Diane on December 7, 2009 at 9:48 AM

Frum and the SH*t tards are crapping in their pant’s this morning……The GOP can not Win without the conservatives…..ha ~eat that you rino

hawkman on December 7, 2009 at 9:41 AM

I would have thought that NY23 taught them that but it appears they are slow learners

unseen on December 7, 2009 at 9:48 AM

The key in 2010 is to have the GOP represent the Tea Party brand, and the only way to do that is to firmly insist on fiscal restrain and reduction of government as the platform for the election.

That is the way. I’m a social conservative but the key to winning is small government and less spending.

Unfortunately, the GOP won’t listen therefore a third party is probably necessary.

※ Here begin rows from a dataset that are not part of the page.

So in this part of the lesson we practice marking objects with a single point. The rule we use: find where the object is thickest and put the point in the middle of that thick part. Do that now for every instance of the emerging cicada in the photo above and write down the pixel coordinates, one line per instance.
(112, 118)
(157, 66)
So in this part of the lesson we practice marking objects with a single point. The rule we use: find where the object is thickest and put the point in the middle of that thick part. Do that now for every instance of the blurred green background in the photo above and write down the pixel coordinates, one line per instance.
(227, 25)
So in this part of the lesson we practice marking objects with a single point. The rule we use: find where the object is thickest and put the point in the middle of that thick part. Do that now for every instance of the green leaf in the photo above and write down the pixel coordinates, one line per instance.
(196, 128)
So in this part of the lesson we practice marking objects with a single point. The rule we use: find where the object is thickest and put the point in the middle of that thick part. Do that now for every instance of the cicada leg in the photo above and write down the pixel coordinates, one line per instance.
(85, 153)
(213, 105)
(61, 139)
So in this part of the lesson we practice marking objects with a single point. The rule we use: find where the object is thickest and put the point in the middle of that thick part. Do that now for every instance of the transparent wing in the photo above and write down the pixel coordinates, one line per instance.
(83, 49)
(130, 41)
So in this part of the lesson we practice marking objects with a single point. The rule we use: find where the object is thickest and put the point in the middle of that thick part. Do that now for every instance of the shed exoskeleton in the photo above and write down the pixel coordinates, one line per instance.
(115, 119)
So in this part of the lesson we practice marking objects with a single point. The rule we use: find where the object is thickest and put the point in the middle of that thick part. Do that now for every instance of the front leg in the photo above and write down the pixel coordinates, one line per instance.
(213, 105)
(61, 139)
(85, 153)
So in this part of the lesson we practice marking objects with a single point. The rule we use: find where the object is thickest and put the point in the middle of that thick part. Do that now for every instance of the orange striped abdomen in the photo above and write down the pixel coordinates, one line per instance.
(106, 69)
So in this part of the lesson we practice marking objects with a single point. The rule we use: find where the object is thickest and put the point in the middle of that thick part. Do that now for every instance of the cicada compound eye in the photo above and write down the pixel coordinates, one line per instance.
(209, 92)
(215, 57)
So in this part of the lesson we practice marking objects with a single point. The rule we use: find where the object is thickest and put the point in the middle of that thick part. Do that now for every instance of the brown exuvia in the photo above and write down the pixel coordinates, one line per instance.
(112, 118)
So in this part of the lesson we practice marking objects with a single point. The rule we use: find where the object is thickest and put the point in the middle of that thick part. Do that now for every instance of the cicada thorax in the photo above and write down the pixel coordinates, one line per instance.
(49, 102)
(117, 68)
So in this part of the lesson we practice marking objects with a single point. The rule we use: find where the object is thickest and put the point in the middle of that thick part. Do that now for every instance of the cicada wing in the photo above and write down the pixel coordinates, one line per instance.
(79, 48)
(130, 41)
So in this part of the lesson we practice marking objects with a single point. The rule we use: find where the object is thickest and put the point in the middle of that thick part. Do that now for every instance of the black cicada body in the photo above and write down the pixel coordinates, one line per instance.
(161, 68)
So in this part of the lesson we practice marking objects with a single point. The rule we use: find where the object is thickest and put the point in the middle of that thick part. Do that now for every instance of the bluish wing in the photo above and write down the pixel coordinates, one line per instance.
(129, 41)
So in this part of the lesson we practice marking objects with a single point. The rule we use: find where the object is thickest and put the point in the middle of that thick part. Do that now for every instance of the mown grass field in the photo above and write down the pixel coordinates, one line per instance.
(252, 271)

True_King on December 7, 2009 at 9:48 AM

As stated, that the TP’s are just a faction within the Republican party, an vocal faction that will “bend” the way the party thinks.
You may has well has taken out global warming or health care advocates from the dems.
The big news, is that combined they clean the liberals clocks…it shows that the country is more “right” leaning the left leaning…it is right to be right…

right2bright on December 7, 2009 at 9:49 AM

The Republicans
Would have to be quite stupid
To ignore this trend.

So, in other words,
It is certain that they will.
“The Stupid Party”…

Haiku Guy on December 7, 2009 at 9:49 AM

The most troubling thing is that Democrats still are at 36%. I didn’t realize that so many people in this country were on welfare or complete morons. Given what’s happened in the past year, the mindless stupidity is staggering.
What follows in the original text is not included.